OK, it was 17 trillion kilos.
steve says
#403 Thomas
I’m sorry I didn’t mean to say they should all be sent to the gulag if they couldn’t get along. I meant to say it would be nice if they could. I have no desire to trample on anyone’s first amendment rights.
steve says
ref #408 Timothy that argument is just plain lame. It is as lame as the argument that people are corrupted by grant money. I will ignore both thank you. Until someone can actually prove otherwise I will assume that people mean what they say and aren’t being bribed to say it. Also, out of curiousity, how many people that agree with you recieve money from energy companies and why do they get any if they aren’t properly responding to the bribe?
steve says
ref #404 Ray, I understand your point of view. The entire situation has become entirely too personal. I read their blogs and everyone here is manipulating data, liars and fools. I read the same sort of things here about them. At some point in time the animosity has to start getting ratchetted down.
Oh and Timothy, I have decided to use only my first name because I have a practice to run and would prefer that the level of animosity shown on the web does not find it’s way to my office door.
steve says
On a lighter note I have read portions of the last NOAA attribution and find what I have read to be quite compelling, mainly because it matches closely to my preconcieved opinions. Is this going to be a topic of discussion here?
Mark says
“On a lighter note I have read portions of the last NOAA attribution and find what I have read to be quite compelling, mainly because it matches closely to my preconcieved opinions.”
Not unless you say what your preconceived notion was. And why you arrived at that before receiving confirmation (else wmanny will shiv you for confirmation bias).
Why? Because your past history of posting hasn’t shown much critical thinking. People don’t want to waste time trying to work out what you’re saying.
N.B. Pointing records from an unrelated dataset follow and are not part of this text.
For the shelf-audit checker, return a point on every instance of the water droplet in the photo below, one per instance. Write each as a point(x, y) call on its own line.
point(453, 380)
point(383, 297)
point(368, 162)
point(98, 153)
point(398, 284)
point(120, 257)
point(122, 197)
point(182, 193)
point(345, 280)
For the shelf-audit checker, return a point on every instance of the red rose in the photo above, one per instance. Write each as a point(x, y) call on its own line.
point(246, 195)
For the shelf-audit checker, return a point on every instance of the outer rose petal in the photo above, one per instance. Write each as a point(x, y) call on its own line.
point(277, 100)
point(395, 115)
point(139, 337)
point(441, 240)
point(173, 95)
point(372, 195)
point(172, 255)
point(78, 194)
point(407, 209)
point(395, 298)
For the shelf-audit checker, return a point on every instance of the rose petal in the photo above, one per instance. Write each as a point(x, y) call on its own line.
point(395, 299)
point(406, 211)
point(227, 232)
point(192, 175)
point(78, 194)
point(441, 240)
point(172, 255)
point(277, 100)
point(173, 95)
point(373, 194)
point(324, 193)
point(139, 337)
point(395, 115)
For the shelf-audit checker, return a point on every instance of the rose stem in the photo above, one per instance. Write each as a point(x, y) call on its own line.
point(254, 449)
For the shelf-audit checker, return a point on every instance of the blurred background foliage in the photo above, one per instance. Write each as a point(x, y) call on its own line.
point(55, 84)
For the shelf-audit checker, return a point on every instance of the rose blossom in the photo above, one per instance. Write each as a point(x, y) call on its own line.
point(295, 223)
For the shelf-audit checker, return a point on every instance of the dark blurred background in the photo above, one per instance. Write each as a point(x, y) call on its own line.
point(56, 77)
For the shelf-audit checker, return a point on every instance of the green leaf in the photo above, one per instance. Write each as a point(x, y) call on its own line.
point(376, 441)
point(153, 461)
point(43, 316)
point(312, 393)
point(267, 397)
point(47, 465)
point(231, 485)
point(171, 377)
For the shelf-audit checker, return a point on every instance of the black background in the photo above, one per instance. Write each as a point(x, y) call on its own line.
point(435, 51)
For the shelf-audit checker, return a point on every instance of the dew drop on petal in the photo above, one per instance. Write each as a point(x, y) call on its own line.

It didn’t help much in the past. So to rectify that, be clear, concise and explicit.
Hank Roberts says
Greg, got any source on an estimate of a warming rate at the end of a ‘snowball Earth’ event? I looked but didn’t find one. I know there are suggestions the onset was rapid, e.g.
http://dx.doi.org/10.1016/S0012-821X(03)00197-3
(nothing like the return to 280ppm in 10 years someone wanted to claim in the other thread).
Timothy Chase says
PS to 408
I knew there was something I was forgetting. (My apologies — it was a spur of the moment sort of thing.) Each organization should have had a third link beneath it making available the following information…
Exxon Secrets Factsheets on Organizations
Annapolis Center for Science-Based Public Policy
http://www.exxonsecrets.org/html/orgfactsheet.php?id=13
CATO Institute
http://www.exxonsecrets.org/html/orgfactsheet.php?id=21
Competitive Enterprise Institute
http://www.exxonsecrets.org/html/orgfactsheet.php?id=2
George C. Marshall Institute
http://www.exxonsecrets.org/html/orgfactsheet.php?id=36
Heartland Institute
http://www.exxonsecrets.org/html/orgfactsheet.php?id=41
Independent Institute
http://www.exxonsecrets.org/html/orgfactsheet.php?id=46
Interfaith Stewardship Alliance
http://www.exxonsecrets.org/html/orgfactsheet.php?id=142
Tech Central Science Foundation (aka Tech Central Station)
http://www.exxonsecrets.org/html/orgfactsheet.php?id=112
*
As for Roger Pielke, I am still trying to figure that one out.
Thomas Lee Elifritz says
I’m sorry I didn’t mean to say they should all be sent to the gulag if they couldn’t get along.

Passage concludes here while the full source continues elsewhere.